They sent me a letter in the early mail/ in this letter they told me my brother was in jail/ that without pity and with crickets in the street they dragged him… I find myself so far away/ waiting for news/ a letter tells me that in my country there's no justice… (The Letter, Violeta Parra)

My name is Valentina, Valentina Palma Novoa. Time has passed, I turned 31 years old, I am a Chilean film student who was kidnapped, tortured, sexually abused and then unjustly deported, for the simple act of filming documentary images of what happened in Atenco on the 3rd and 4th of May. I received no explanation, only mistreatment.

I would like to take advantage of this opportunity, today on Thursday, June 29th in the reading of the report concerning Atenco that has been elaborated by the International Commission on Human Rights, to, despite the distance that has been arbitrarily imposed upon me, be with you all and share a few feelings and reflections that, with the passing of time, have rolling around in my heart-head and today transform in words.

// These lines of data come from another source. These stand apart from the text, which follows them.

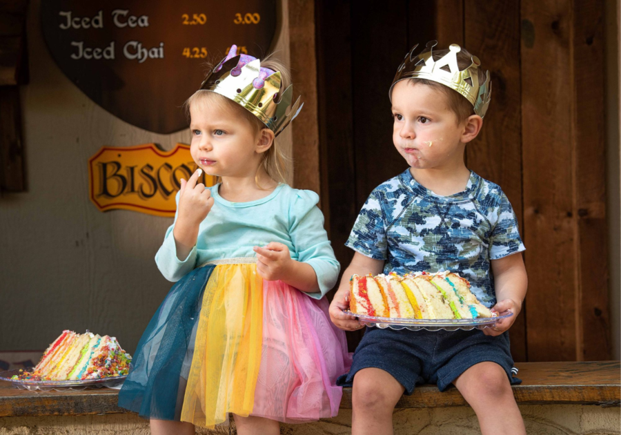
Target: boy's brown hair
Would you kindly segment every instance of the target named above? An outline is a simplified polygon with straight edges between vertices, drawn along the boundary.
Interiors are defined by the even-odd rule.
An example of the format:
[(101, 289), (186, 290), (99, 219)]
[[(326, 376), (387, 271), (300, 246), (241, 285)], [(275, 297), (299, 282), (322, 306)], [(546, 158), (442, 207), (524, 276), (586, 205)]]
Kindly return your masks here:
[[(448, 52), (449, 50), (446, 49), (434, 50), (433, 52), (434, 61), (444, 57)], [(463, 71), (472, 64), (472, 55), (463, 48), (461, 51), (457, 53), (457, 66), (459, 66), (460, 71)], [(450, 72), (448, 66), (444, 66), (442, 69)], [(485, 72), (480, 68), (478, 69), (478, 76), (479, 83), (484, 83), (486, 79)], [(467, 119), (469, 116), (476, 115), (472, 104), (458, 92), (448, 86), (426, 79), (408, 79), (408, 82), (412, 85), (423, 84), (431, 86), (443, 93), (446, 96), (446, 102), (448, 104), (449, 108), (457, 117), (457, 124)]]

Democracies, they say, are based in dialogue, in the coexistence of the word, of the different words and voices that inhabitant the world… Is it then in the name of democracy that they abuse the body, the space of others? Is it in the name of democracy that they treat women as liars who with our words have reported the abuse of which we were objects? Is it in the name of democracy there are still innocent women in jail? Is it in the name of democracy that now we should stand the dreams where the mistreatments and tortures prolong? Is it in the name of democracy that I should accept that a handful of men decide over my life which has cost me so much work to put together and which, from one day to the next, without any explanation, is robbed from me? If this is so, excuse me, here or there, I prefer chaos to this false democracy.

"No to torture, no to impunity" is a phrase that since I was a little girl and for having lived in the dictatorship I always heard… Now that I'm grown up, and live in these supposed democracies, it's a slogan that continues to be valid despite the fact that our governments sign human rights agreements to rise in the ranks of human development and better life conditions.

I welcome the results of this report about Human Rights, hoping that from this forced distance, it will be received by open and noble hearts that have the word justice more in their personal dictionaries than the word impunity.